As if someone – some weather superior – heard me, the following days in Budapest were soaking wet.
Then I began comparing two rains: one on the street and the other – inside my own psyche. I compared the sound of it, their intensity, length and the consequences they brought. I quickly concluded that the rain in Budapest, unlike its northern relative, tended to remain an outsider, a passerby, if a slightly annoying one. It started in the evening, when most working people and students were already home. It poured through the pipes and disappeared in the drain, while we carried on with our usual evening. The rain in St. Petersburg was much more ambitious. It wanted to interfere with our lives, leaking through the little kitchen window vent. It exposed that we ran out of bread, or milk, or something else essential, and one of the parents had to equip themselves and go on an expedition to the nearest grocery store. It left wet footprints and stains on the floor. It made our landline ring: someone was supposed to come over, but was stranded at the bus stop without an umbrella.
I laughed at the Budapest rain and my grin brought the storm.
We ended up having a leak in our bedroom which, besides being a deeply irritating event, caused an episode of nostalgia. I drew all the curtains and turned off the ceiling lights, as if I were trying to hide all reminders of the current time and the current place. I wanted to fall asleep, listening to the wandering rain, and to wake up to the same sound. None of it happened: I slept like a log and, in the morning, that noisy, fussy time traveler had already gone, without leaving even a hint of freshness and enveloping scent.

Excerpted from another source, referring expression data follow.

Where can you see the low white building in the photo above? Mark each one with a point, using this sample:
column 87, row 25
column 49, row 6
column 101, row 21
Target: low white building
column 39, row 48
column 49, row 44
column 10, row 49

The rain in Budapest turned out, for the most part, to be characterless. It was a disappointing revelation—like re-reading a book you once loved or re-watching an old film, only to realize it doesn’t do anything for you. I sniffed the air after the storm—nothing. No scent of asphalt, no hint of flowers. Just the usual morning air.
Only once did I have a chance to experience the old rain smell. It happened when the road in front of our building was being renovated. The workers dug a huge hole, drilling and breaking into the ground, when the rain began. It poured straight into the hole, releasing an intense smell of asphalt. I stood there, mesmerized, until the workers covered it up with a stupid tarpaulin sheet.
I don’t know where it all vanished to. My rain has been replaced with something else. The rain that comes to me now is not romantic, neither cozy nor friendly-looking. This new rain brings anxiety and a flood of thoughts. It is like looking at old photos, or eating a dinner that was delicious yesterday, but has become stale and flavorless.
Once, when I was upset with the rain, my son, trying to cheer me up, said that he was a shaman and that he could make the rain go away. He, indeed, started performing a “shaman” dance and shortly after, the rain stopped. Convinced of his powers, my son continued his occasional weather rituals. For instance, when the skies darken, and he wants to stay outdoors, he starts dancing and does that with a persistence I rarely see in him at all. Usually it works – the sky clears.
We spend time in the park, or on the beach, while the rain clouds drift past, smiling at us. And I can’t help but wonder: where did my rain go?